2014 Mart
Nefesim kesilmiş şekilde buğulu camdan bize doğru bağıran adamı inceliyordum. İçimde ki korkularım büyürken o kapıyı açmak için hamle yapmıştı. Beni kendime getiren onun çığ gibi büyüyen öfkeli sesi olmuştu.
"AÇ LAN KAPIYI!" benimle göz göze geldiği de asıl sarsıcı gerçeği görmüş gibi sadece biraz gerileyip daha büyük bir öfkeyle yumruğunu arabanın tavanına doğru indirdi.
"AÇ DEDİM!"
"Derya abinle konuşabilirim" dedi Arda beni sakinleştirmeye çalışarak ama bilmediği gerçek Mahir abinin benim gerçek abim olmadığı ve başımın yeterince büyük dertte olduğuydu.
"Sen git" dedim sessizce. Kapıyı açmak için düğmeye uzandım ama Arda benden önce davranıp itiraz ederek indi arabadan.
"Mahir abi" başımı iki yana sallayıp onun Arda'ya zarar vermemesi için yalvarmayı planlıyordum. Herkesi başımıza toplayıp olası bir rezilliği düşündükçe midem düğüm düğüm oluyordu. Her şey bir anda düğümlenip birbirine girmişti. Mahir abi öfkelisiyle boğuşmak yerine öfkesini Arda'ya yöneltti. Benim minik korku çığlımla beraber Arda'yı boğazlayıp arabanın kaportasına yatırmıştı.
"Mahir abi! Bırak!" ağladığımı konuştuğumda fark ettim. Ellerim buz gibi onu arkasından çekiştirip Arda'yı rahat bırakması için çalıştıkça daha çok hırslanıyordu.
"Ulan! Öldürürüm lan seni, öldürürüm" Yumruğu havaya kalkıp Arda'nın yüzüne inmeden tekrar çığlık attım.
"Bırak! Sen ne yaptığını zannediyorsun!"
"Sen karışma!" diyerek bana itiraz etse de çok geçti.
"Biz yanlış bir şey yapmadık, bak ben kardeşini seviyorum-" Arda'nın kanayan kaşını o an fark ettim, zorlukla iri cüsseli adamı çekiştirip onu kontrol edecekken güçlü bir kol belime dolanıp beni Arda'dan uzakştırdı.

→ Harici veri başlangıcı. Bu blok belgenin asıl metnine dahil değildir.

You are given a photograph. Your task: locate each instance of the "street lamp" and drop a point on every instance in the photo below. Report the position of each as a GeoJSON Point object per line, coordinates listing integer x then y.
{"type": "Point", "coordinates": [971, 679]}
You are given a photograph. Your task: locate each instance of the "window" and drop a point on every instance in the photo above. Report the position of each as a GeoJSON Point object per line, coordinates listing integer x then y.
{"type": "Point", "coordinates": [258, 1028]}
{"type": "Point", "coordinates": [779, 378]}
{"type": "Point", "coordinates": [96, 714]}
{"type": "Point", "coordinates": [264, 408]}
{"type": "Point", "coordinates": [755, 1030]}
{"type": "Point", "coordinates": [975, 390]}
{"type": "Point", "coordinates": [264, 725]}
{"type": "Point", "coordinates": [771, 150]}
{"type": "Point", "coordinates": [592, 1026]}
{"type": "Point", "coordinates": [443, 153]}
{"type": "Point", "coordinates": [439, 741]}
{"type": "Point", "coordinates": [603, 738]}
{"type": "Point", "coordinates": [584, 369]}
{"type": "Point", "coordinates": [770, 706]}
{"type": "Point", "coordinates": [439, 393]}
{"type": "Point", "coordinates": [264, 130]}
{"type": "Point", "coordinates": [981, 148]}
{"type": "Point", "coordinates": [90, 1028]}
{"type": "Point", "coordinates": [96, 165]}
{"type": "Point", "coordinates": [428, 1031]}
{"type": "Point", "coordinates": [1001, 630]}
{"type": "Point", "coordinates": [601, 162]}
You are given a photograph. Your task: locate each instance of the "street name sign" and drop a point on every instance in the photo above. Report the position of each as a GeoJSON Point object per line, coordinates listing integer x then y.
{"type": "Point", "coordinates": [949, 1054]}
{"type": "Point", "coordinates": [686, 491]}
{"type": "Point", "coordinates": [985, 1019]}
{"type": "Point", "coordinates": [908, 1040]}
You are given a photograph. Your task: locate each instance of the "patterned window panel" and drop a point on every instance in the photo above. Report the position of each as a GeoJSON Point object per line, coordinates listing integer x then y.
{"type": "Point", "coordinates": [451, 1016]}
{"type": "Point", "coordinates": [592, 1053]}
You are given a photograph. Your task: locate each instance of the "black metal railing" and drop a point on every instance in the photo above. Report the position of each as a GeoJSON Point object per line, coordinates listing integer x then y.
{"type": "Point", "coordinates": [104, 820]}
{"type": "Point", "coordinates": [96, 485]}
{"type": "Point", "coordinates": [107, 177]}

"Uslu dur" dedi sadece ama ben debelenmeye devam etti.
"BIRAK BENİ! BIRAK!" boş çığlıklarım boşunaydı, yakından gelen davul sesi düğünün hala devam ettiğinin kanıtı olsa da çevremizde bizi görecek insanları düşünmek bile benim başımı döndürüyordu.
"Defolup git buradan! Yoksa elimde kalacaksın" dedi Arda'ya doğru.
"Derya" dedi Arda endişeyle bana bakarak, sırtımı yasladığım adamın hırıltısını duyabiliyordu.
"Bir daha da adını ağzına alırsan gerçek öldürürüm seni-"
"Bırak beni, bırak pislik manyak-"
"Bırakmayacağım" dedi sessizce. "Konuşacağız, milleti başımıza toplamak istemiyorsan da sus!"
"Sen beni tehdit edemezsin!" avaz avaz bağırmama rağmen hala etrafımızda kimse yoktu. Arda'yı öylece bırakıp gittiğim için pişmandım, ona bir açıklama borçluydum.
Parkı arkasında ki ağaçlığa kadar onunla mücadele ettim ama ayaklarım hava da sürekli debelensem bile üzerimdeki elbisemin daha çok kısalmasından başka biri işe yaramadı. En sonunda beni bırakıp ona doğru hızlıca dönüp göğüs kafesine ardı ardına vurdum.
"Kimsin sen! Kimsin de beni tehdit ediyorsun!"
İki bileğimden kavrayıp ellerimi hava da birleştirip beni yanına çekti.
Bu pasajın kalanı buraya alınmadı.